Public comment

Comments on the CAR June 2011 Report

Earlier this week the Center for Automotive Research (CAR) issued a report titled “The U.S. Automotive Market and Industry in 2025.” This is a fuller exposition of an economic forecast that CAR initially presented in December 2010. Its focus is on the impact of U.S. greenhouse gas and fuel economy standards for 2017–2025 currently under consideration by the EPA and the Department of Transportation.

In March 2011 the ICCT published a critique of CAR’s December presentation, in which CAR had forecast that the costs associated with those future standards would far outweigh associated fuel savings, leading to declining demand and reduced levels of production and employment in the automotive and related industries. Our review uncovered so many fundamental technical and scientific errors as to make it clear that CAR’s analysis could not, without significant correction and improvement, serve as a basis for serious policy discussions.

In its newly released report, CAR has indeed corrected a number of errors, primarily with respect to calculation of the fuel savings. However, the analysis remains fundamentally flawed by improper use of data, incorrect methodologies, erroneous assumptions, and unsound appraisal of technological and other tendencies. Our assessment of CAR’s forecast therefore remains unchanged.

See below for a link to download a detailed enumeration of our criticisms of the CAR report. To summarize briefly:

The major problems with CAR’s cost assessment remain essentially unchanged. Most importantly, CAR inappropriately uses estimates of current fuel consumption technology benefits and costs from the 2010 NAS CAFE report to represent 2025 vehicles, despite the report’s explicit warning against doing so: “Tables S-1 and S-2 show the committee’s estimates of fuel consumption benefits and costs for technologies that are commercially available and can be implemented within 5 years.  The cost estimates represent estimates for the current (2009/2010) time period to about 5 years in the future.”  [Page S-1]
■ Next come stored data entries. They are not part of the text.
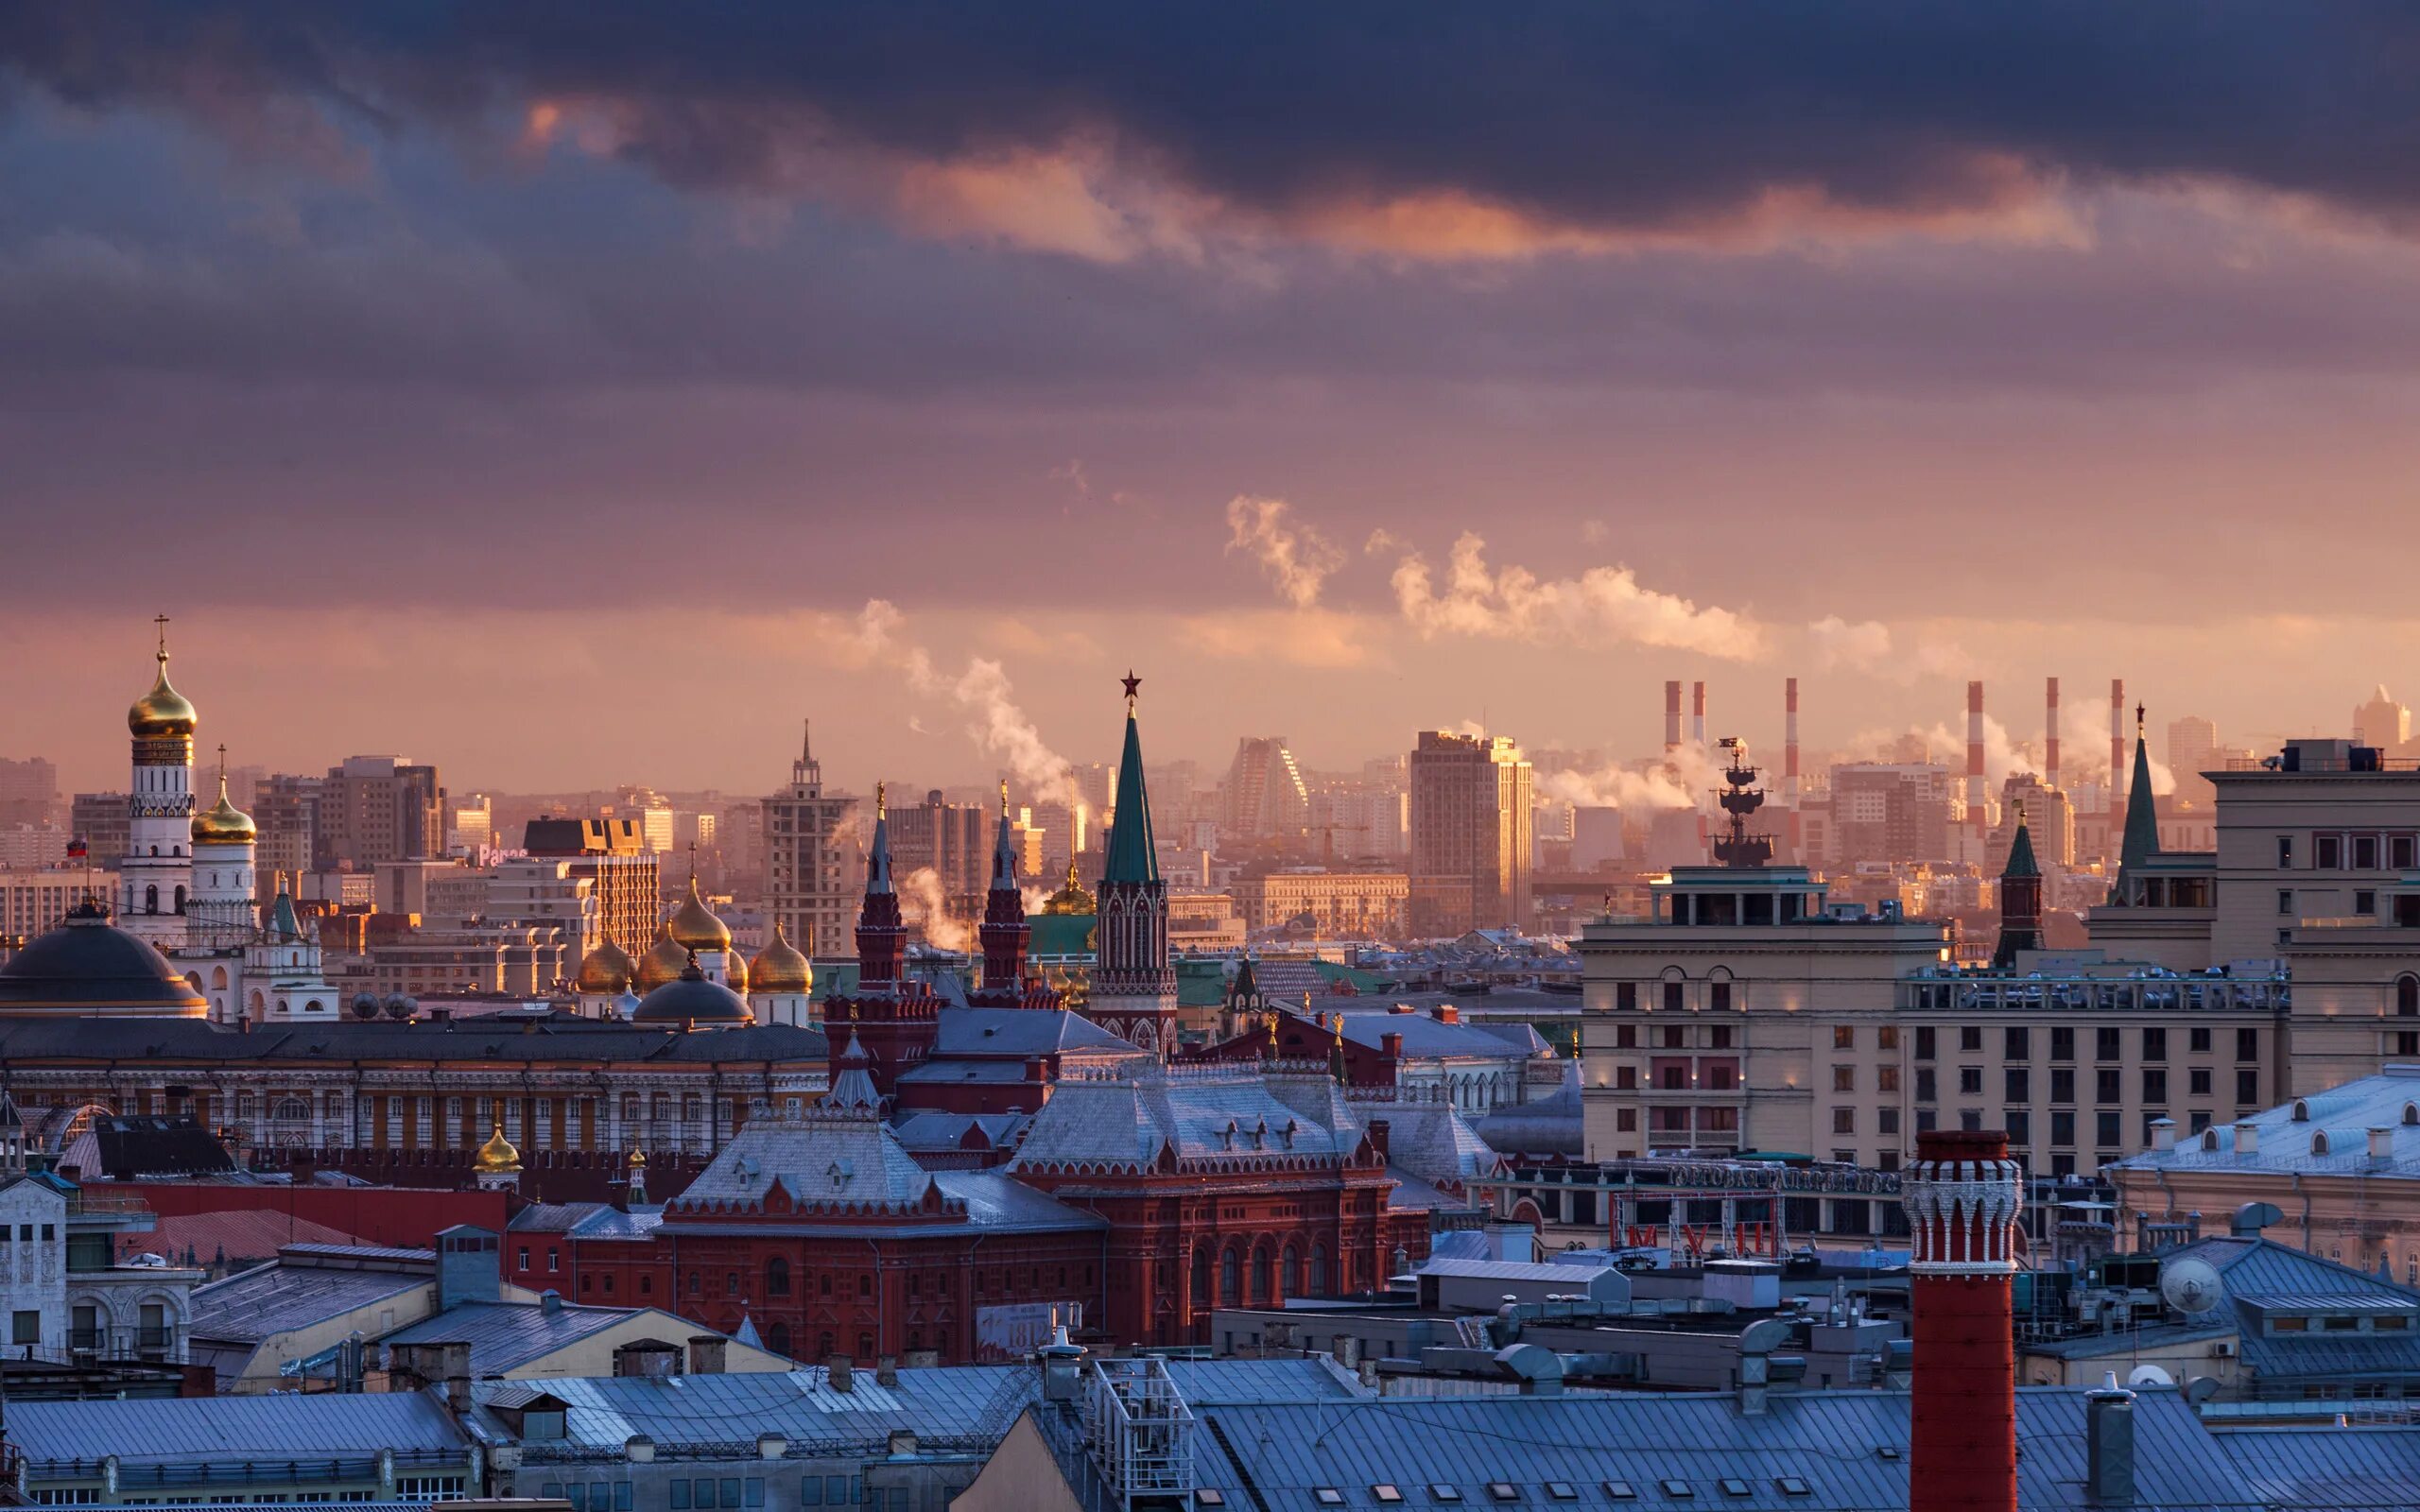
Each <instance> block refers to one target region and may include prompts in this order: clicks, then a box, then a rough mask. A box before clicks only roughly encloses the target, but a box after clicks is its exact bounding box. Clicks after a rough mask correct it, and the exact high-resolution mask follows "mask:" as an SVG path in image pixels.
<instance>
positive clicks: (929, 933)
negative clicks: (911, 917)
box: [898, 866, 975, 951]
mask: <svg viewBox="0 0 2420 1512" xmlns="http://www.w3.org/2000/svg"><path fill="white" fill-rule="evenodd" d="M898 885H900V898H903V900H908V902H910V905H915V907H912V910H910V912H912V917H917V919H920V922H922V924H924V943H929V946H932V948H937V951H973V948H975V929H973V927H970V924H968V922H966V919H961V917H956V914H951V912H949V895H946V893H941V873H939V871H934V868H932V866H917V868H915V871H910V873H908V876H903V878H900V883H898Z"/></svg>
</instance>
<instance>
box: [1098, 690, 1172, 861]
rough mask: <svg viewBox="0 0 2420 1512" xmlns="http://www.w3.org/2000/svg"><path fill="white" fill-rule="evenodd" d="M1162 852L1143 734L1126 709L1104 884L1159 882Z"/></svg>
mask: <svg viewBox="0 0 2420 1512" xmlns="http://www.w3.org/2000/svg"><path fill="white" fill-rule="evenodd" d="M1157 881H1159V854H1157V852H1154V847H1152V796H1150V793H1147V791H1145V789H1142V733H1140V731H1135V711H1133V709H1128V711H1125V755H1120V757H1118V820H1116V823H1113V825H1111V827H1108V864H1106V866H1104V868H1101V883H1104V885H1106V883H1157Z"/></svg>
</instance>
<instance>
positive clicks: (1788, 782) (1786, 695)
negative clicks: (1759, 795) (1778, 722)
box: [1781, 677, 1800, 861]
mask: <svg viewBox="0 0 2420 1512" xmlns="http://www.w3.org/2000/svg"><path fill="white" fill-rule="evenodd" d="M1781 801H1784V803H1788V808H1791V813H1788V839H1791V861H1798V859H1800V856H1798V680H1796V677H1788V680H1786V682H1784V685H1781Z"/></svg>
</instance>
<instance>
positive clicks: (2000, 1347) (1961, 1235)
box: [1902, 1130, 2018, 1512]
mask: <svg viewBox="0 0 2420 1512" xmlns="http://www.w3.org/2000/svg"><path fill="white" fill-rule="evenodd" d="M1902 1193H1905V1198H1902V1200H1905V1202H1907V1229H1909V1234H1912V1246H1914V1258H1912V1263H1909V1272H1912V1285H1909V1292H1912V1302H1914V1345H1917V1377H1914V1393H1912V1396H1914V1430H1912V1456H1909V1473H1907V1507H1909V1512H2016V1338H2013V1316H2011V1282H2013V1275H2016V1258H2013V1251H2011V1243H2013V1234H2016V1214H2018V1166H2016V1161H2011V1159H2009V1135H2004V1132H1963V1130H1934V1132H1926V1135H1917V1159H1914V1164H1909V1166H1907V1173H1905V1176H1902Z"/></svg>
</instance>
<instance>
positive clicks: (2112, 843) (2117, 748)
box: [2108, 677, 2125, 847]
mask: <svg viewBox="0 0 2420 1512" xmlns="http://www.w3.org/2000/svg"><path fill="white" fill-rule="evenodd" d="M2108 791H2110V803H2108V808H2110V813H2117V808H2120V806H2125V677H2110V789H2108ZM2110 844H2113V847H2115V844H2117V837H2115V835H2110Z"/></svg>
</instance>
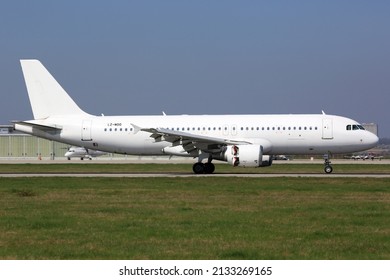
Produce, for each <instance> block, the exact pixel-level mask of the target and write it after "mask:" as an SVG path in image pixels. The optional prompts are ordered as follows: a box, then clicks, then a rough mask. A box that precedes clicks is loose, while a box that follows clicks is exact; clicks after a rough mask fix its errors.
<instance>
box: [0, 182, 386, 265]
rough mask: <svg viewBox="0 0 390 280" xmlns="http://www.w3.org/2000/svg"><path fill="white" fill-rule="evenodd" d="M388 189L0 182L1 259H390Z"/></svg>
mask: <svg viewBox="0 0 390 280" xmlns="http://www.w3.org/2000/svg"><path fill="white" fill-rule="evenodd" d="M389 183H390V180H388V179H365V178H359V179H355V178H260V179H258V178H229V179H228V180H227V179H226V178H218V177H209V178H66V177H65V178H0V217H1V218H0V259H390V239H389V235H390V184H389Z"/></svg>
By employing near-term projections as long-term estimates, CAR ignores technology advances and cost reductions due to research and development and learning that are generally expected to occur. Because of these erroneous assumptions, the CAR forecast also requires a much higher market share for hybrids, plug-in hybrids, and battery electric vehicles, along with their associated charging equipment costs, which further increases vehicle technology costs.

The report also ignores the near certainty that automakers will take full advantage of air conditioning credits, and thus raises the effective performance target by about 1% per year, compounded annually.  For example, this means that CAR’s 5% scenario is about the same stringency as EPAs 6% scenario. It also includes projected costs of safety equipment that are entirely irrelevant to this analysis (and compounds the error by including zero benefits from that equipment).

These errors have major impacts. Inclusion of safety equipment arbitrarily increased CAR’s vehicle costs by $1,500. CAR’s own assessment (buried in Appendix I but not included in their primary analyses) was that inclusion of the AC credits would reduce the cost of the 3% scenario by $305 per vehicle, the 4% scenario by $1,250, the 5% scenario by $1,100, and the 6% scenario by $2,764. CAR’s inclusion of a powersplit hybrid instead of the cheaper ISG hybrid increased hybrid costs by over $1,800 per hybrid vehicle, with only an incremental 3% reduction in fuel consumption. The charging equipment costs alone for the inflated number of PHEVs and BEVs were $40 on average for all vehicles for the 3% scenario, $175 for the 4% scenario, $348 for the 5% scenario, and $1,105 for the 6% scenario; and the incremental vehicle costs are much higher yet.

CAR’s use of 2010 technologies and costs has by far the largest impact on the total costs, although it is difficult to quantify. The methodology of the report is equivalent to using 1995 technology and costs to characterize 2010 vehicles. No one would attempt to defend that idea, given the massive improvements in technology and costs that have occurred since 1995. Yet it makes even less sense to use 2010 technologies and costs to characterize 2025 vehicles, as improvements in computer simulations and computer-aided design are continuously accelerating the pace of technology innovation. In fact, EPA and NHTSA are the only organizations we are aware of that are undertaking meticulous technology projections for 2025, instead of relying on outdated studies.

The cumulative effect of the errors in the CAR report is, again, to overestimate vehicle price and underestimate the available technology associated with potential greenhouse gas/CAFE standards. If CAR had used a more credible analytical approach and representative estimates for technology and cost, it would have found significant CO2 and fuel efficiency benefits at moderate cost, translating into greater savings to consumers and positive impacts on industry and employment.